LAWS(PVC)-1924-5-104

KING-EMPEROR Vs. SAGARMAL AGARWALLA

Decided On May 29, 1924
KING-EMPEROR Appellant
V/S
SAGARMAL AGARWALLA Respondents

JUDGEMENT

(1.) The accused Sagarmal was tried before the Sessions Judge of the Assam Valley Districts on two charges, firstly with having forged an Ekrarnama Ex. 2, a valuable security purporting to have been executed by Kanai Lal on 21 January, 1905, and secondly with having fraudulently and dishonestly used as genuine by filing in the Court of the Extra Assistant Commissioner Mr. Section Goswami in Section 145, Criminal Procedure Code proceeding in 1922 the Ekrarnama Ex. 2 purporting to have been executed by Kanai Lal on 21 January, 1905, which he knew or had reason to believe at the time of filing to be a forged document. The jury returned a unanimous verdict of not guilty. The learned, Sessions Judge disagreeing with the jury's verdict on the second charge has thought it necessary to refer this case to this Court under the provisions of Section 307 of the Criminal P. C..

(2.) The main facts of the case are as follows : On the 21 November, 1904, Kanai Lal purchased a piece of land from Ram Chandra Brahmin for 1,000 Rupees. On the 9 March, 1905, Kanai Lal died leaving a widow Musst. Gigi. Kanai Lal left several debts and Gigi executed a deed of sale in respeot of this land to one Joy Narain. It appears that though the document executed was a valid deed of sale, there was some contemporaneous verbal arrangement between the widow and Joy Narain that Joy Narain should hold the property as trustee for Kanai Lal's creditors, and after paying off Kanai Lal's debts out of the profits from the property, should restore it to the widow. Effect was given to this arrangement and on the 24 April 1917, Joy Narain re-transferred the land to her. The land was in three plots occupied by different tenants. On one of those plots the tenant Ghaneswam had erected a mill. On the 18 August, 1920, the accused Sagarmal purchased the mill and Ghaneswam's interest in this plot. On the 1 March, 1921, Sagarmal sold to Nagarmal the complainant the property purchased from Ghaneswam. Nagarmal was given possession of the mill, and it was arranged that possession of some other buildings in the property should not be delivered for three months. Sagarmal failed to keep his promise and on the 10 June, 1921, Nagarmal instituted a suit against Sagarmal for possession. On the 30 July, 1921, Sagarmal dispossessed Nagarmal from the mill by locking it up. Nagarmal then instituted proceedings under Section 145, Criminal Procedure Code and got possession of the mill and the other houses in this plot of land through the court. Then on the 6 July, 1922, Sagarmal instituted fresh proceedings under Section 145, Criminal Procedure Code in respect of the land on which the mill stood, and in the course of these proceedings on the 18 October, 1922, he filed a document Ex. 2 which is the document alleged to be forged in which the present prosecution is based.
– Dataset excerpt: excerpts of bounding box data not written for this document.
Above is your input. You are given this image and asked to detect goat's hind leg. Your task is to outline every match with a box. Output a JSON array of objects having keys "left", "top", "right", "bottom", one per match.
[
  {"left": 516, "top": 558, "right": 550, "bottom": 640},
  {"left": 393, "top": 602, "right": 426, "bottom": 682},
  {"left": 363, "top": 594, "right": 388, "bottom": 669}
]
(3.) This document is an Ekrarnama which purports to be executed by Kanai Lal on the 21st January, 1905. In it Kanai Lal acknowledges that Sagarmal had bought the land benami in his name, and that it will be returned to Sagarmal after 20 years, and during that period Kanai Lal would enjoy the land, but would have no right to transfer the same by sale or otherwise. It also provides for re-entry by Sagarmal in the case of transfer. In the meantime Nagarmal had brought two civil suits t against Sagarmal; one on the 10 June, 1921, which was decreed in Nagarmal's favour on the 10 May, 1922, after reference to arbitration. Then on the 15th November, 1922, he brought a second suit on the basis of a lease which he had obtained from the widow Gigi, and that suit was decreed ex-parte on the 4 January, 1923. When the document Ex. 2 was filed in the Section 145 case, a few days later on the 24 October, 1922, a petition was filed on behalf of Sagarmal stating that there were good grounds for believing the Ekrarnama to be a forgery, and asking the court to put its signature on both its sheets and to note the letters appearing in the water mark of the cartridge paper of the second sheet.